Synonyms

If multiple words have an equivalent meaning in your dataset, you can create a list of synonyms. This will make your search results more relevant.

In general, a search on a word will return the same results as a search on any of its synonyms.
There is one exception to this rule, detailed below.

Normalization

All synonyms are lowercased and de-unicoded during the indexing process.

Example

Consider a situation where “Résumé” and “CV” are set as synonyms.

  1. {
  2. "Résumé": [
  3. "CV"
  4. ],
  5. "CV": [
  6. "Résumé"
  7. ]
  8. }

A search for “cv” would return any documents containing “cv” or “CV”, in addition to any that contain “Résumé”, “resumé”, “resume”, etc. unaffected by case or accent marks.

One-way association

Use this when you want one word to be synonymous with another, but not the other way around.

  1. phone => iphone

A search for phone will return documents containing iphone as if they contained the word phone.

However, if you search for iphone, documents containing phone will be ranked lower in the results due to the typo rule.

Example

To create a one-way synonym list, this is the JSON syntax that should be added to the settings.

  1. {
  2. "phone": [
  3. "iphone"
  4. ]
  5. }

Mutual association

By associating one or more synonyms with each other, they will be considered the same in both directions.

  1. shoe <=> boot <=> slipper <=> sneakers

When a search is done with one of these words, all synonyms will be considered as the same word and will appear in the search results.

Example

To create a mutual association between four words, this is the JSON syntax that should be added to the settings.

  1. {
  2. "shoe": [
  3. "boot",
  4. "slipper",
  5. "sneakers"
  6. ],
  7. "boot": [
  8. "shoe",
  9. "slipper",
  10. "sneakers"
  11. ],
  12. "slipper": [
  13. "shoe",
  14. "boot",
  15. "sneakers"
  16. ],
  17. "sneakers": [
  18. "shoe",
  19. "boot",
  20. "slipper"
  21. ]
  22. }

Multi-word phrases

Take note that multi-word phrases are treated differently than associations between individual words.

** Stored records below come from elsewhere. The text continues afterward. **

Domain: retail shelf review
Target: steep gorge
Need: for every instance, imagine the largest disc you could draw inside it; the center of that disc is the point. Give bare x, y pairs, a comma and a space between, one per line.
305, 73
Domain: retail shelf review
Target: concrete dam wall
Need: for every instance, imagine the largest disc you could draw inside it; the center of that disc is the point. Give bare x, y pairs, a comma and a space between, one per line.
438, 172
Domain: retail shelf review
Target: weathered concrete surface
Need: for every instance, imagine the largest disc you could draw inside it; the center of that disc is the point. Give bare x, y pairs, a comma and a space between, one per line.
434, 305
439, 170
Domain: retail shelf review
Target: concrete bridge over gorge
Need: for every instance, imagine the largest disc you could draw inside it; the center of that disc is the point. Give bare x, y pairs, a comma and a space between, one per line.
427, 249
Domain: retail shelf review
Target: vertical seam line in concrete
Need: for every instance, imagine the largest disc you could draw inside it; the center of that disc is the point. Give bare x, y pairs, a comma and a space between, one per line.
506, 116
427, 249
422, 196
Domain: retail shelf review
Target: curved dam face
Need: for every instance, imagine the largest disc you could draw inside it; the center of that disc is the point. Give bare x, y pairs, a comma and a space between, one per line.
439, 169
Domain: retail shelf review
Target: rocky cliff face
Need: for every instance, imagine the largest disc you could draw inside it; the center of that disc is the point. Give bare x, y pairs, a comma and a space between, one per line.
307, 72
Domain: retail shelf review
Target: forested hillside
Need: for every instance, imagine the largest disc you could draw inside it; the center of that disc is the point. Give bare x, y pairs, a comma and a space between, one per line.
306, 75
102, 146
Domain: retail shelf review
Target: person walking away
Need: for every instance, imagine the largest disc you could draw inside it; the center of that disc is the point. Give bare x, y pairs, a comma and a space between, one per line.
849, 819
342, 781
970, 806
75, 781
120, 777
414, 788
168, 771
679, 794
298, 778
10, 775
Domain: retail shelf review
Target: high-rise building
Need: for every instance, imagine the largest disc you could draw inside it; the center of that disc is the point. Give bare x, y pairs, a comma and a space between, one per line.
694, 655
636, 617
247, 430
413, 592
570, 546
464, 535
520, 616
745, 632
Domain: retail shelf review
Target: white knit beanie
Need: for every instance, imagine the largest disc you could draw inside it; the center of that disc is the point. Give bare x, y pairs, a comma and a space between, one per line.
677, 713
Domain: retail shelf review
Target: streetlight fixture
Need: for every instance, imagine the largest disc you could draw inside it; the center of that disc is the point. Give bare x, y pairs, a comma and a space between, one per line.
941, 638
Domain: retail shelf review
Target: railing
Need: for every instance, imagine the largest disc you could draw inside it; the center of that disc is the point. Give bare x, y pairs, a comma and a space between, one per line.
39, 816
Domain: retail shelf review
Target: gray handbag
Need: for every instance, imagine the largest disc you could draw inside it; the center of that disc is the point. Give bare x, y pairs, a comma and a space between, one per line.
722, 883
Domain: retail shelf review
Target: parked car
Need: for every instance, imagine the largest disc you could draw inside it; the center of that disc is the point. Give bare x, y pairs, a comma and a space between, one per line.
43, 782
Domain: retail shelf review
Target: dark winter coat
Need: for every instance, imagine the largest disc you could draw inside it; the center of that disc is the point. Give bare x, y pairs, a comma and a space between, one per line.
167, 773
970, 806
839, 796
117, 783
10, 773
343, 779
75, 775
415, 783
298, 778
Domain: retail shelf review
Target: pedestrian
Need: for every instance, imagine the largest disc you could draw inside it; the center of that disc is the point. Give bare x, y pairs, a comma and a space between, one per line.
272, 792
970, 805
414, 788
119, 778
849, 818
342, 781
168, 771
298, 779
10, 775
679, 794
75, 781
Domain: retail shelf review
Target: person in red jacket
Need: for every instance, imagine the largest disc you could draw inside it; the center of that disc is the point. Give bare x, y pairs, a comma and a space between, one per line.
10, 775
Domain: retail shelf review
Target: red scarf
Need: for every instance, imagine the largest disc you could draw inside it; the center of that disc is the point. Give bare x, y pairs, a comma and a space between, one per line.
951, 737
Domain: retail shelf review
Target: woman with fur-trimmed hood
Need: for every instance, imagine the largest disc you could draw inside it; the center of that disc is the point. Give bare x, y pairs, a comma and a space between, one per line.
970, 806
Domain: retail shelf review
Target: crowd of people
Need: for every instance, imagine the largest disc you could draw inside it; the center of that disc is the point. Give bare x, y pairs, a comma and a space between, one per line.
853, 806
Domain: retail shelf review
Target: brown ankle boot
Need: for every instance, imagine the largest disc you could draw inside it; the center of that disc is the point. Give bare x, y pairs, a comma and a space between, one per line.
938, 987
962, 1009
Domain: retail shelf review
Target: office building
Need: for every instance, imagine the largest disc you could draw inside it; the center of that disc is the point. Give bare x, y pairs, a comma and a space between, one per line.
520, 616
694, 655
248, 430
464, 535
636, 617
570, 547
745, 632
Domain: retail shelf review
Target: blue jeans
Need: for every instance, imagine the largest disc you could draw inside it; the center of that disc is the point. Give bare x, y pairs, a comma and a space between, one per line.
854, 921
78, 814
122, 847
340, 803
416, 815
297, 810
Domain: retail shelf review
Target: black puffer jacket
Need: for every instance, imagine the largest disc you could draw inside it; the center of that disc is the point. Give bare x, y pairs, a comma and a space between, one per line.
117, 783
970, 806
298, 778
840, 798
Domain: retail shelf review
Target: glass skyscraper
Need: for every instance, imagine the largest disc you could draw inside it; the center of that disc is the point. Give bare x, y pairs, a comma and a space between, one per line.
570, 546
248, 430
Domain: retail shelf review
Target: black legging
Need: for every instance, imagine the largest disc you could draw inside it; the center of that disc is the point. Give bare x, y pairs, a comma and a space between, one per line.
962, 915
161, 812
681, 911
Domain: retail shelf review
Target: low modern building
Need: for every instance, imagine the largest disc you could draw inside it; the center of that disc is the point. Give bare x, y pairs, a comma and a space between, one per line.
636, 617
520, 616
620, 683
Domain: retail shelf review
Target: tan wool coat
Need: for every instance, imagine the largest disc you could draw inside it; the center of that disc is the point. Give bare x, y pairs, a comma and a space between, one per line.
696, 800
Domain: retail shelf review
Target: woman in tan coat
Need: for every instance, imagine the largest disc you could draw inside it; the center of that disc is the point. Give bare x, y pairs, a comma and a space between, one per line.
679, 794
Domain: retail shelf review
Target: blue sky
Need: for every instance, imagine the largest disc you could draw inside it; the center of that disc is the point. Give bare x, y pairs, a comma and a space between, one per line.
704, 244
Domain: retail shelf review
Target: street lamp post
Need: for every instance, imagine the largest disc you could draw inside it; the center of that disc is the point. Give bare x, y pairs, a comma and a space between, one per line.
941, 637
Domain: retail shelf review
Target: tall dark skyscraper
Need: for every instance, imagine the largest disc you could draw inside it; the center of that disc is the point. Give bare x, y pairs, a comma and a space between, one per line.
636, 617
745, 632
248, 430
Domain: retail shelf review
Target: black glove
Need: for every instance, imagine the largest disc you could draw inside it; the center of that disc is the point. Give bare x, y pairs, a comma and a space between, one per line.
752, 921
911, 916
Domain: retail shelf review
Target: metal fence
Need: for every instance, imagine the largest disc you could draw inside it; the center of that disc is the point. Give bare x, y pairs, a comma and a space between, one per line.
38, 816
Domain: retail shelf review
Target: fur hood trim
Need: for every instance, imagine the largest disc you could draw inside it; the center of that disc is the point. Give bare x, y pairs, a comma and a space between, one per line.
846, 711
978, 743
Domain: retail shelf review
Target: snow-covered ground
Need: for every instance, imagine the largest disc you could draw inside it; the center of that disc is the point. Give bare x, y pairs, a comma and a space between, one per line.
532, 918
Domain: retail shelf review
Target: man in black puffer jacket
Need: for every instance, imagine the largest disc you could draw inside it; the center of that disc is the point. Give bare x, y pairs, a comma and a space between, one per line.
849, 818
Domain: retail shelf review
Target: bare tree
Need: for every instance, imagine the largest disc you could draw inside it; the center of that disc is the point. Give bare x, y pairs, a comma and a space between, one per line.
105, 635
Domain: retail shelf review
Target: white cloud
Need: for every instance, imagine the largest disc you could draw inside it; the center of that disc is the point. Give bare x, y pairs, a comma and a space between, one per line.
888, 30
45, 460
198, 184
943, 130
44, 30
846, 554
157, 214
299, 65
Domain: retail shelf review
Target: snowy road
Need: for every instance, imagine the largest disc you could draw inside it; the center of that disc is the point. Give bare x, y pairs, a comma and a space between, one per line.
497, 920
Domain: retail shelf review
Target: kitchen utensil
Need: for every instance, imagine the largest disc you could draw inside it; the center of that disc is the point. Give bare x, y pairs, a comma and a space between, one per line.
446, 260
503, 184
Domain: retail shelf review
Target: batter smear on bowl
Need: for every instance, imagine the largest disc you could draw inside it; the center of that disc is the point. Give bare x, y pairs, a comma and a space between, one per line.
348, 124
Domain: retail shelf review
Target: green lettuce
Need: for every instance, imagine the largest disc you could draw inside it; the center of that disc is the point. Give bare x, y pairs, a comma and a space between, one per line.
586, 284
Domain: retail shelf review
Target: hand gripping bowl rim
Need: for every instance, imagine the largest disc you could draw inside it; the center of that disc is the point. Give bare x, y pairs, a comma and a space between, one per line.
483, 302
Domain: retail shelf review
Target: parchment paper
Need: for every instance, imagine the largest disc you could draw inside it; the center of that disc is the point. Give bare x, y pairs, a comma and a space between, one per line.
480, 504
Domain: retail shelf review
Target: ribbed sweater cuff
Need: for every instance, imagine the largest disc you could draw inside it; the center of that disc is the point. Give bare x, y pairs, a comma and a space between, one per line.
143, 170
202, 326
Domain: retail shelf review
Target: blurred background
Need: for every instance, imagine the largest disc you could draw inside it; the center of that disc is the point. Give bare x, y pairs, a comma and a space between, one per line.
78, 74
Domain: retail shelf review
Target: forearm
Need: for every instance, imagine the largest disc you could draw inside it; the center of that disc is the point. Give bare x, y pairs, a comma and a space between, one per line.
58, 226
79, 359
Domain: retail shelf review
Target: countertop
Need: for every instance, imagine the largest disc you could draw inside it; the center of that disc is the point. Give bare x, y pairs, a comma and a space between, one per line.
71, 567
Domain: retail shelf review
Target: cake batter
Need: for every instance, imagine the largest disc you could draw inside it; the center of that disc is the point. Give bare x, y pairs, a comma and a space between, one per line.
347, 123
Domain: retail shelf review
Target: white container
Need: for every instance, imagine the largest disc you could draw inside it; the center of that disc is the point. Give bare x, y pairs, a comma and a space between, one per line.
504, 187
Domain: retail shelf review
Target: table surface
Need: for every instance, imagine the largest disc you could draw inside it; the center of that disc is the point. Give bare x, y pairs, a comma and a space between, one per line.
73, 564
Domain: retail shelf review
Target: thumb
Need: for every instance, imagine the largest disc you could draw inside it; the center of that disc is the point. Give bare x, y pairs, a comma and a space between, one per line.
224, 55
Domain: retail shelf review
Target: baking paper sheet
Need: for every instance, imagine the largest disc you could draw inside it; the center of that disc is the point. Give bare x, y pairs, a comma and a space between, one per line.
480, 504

When a multi-word phrase is considered the synonym of another word or phrase, the exact search query will always take precedence over its synonym(s).

TIP

Multi-word synonyms are limited to a maximum of three words.
For example, although you could make “League of Legends” and “LOL” into synonyms, you could not do the same for “The Lord of the Rings” and “LOTR”.

Example

Suppose you set “San Francisco” and “SF” as synonyms with a mutual association

  1. {
  2. "san francisco": [
  3. "sf"
  4. ],
  5. "sf": [
  6. "san francisco"
  7. ]
  8. }

If you input “SF” as a search query, then results containing “San Francisco” will also be returned. However, they will be considered less relevant than those containing “SF”. The reverse is also true.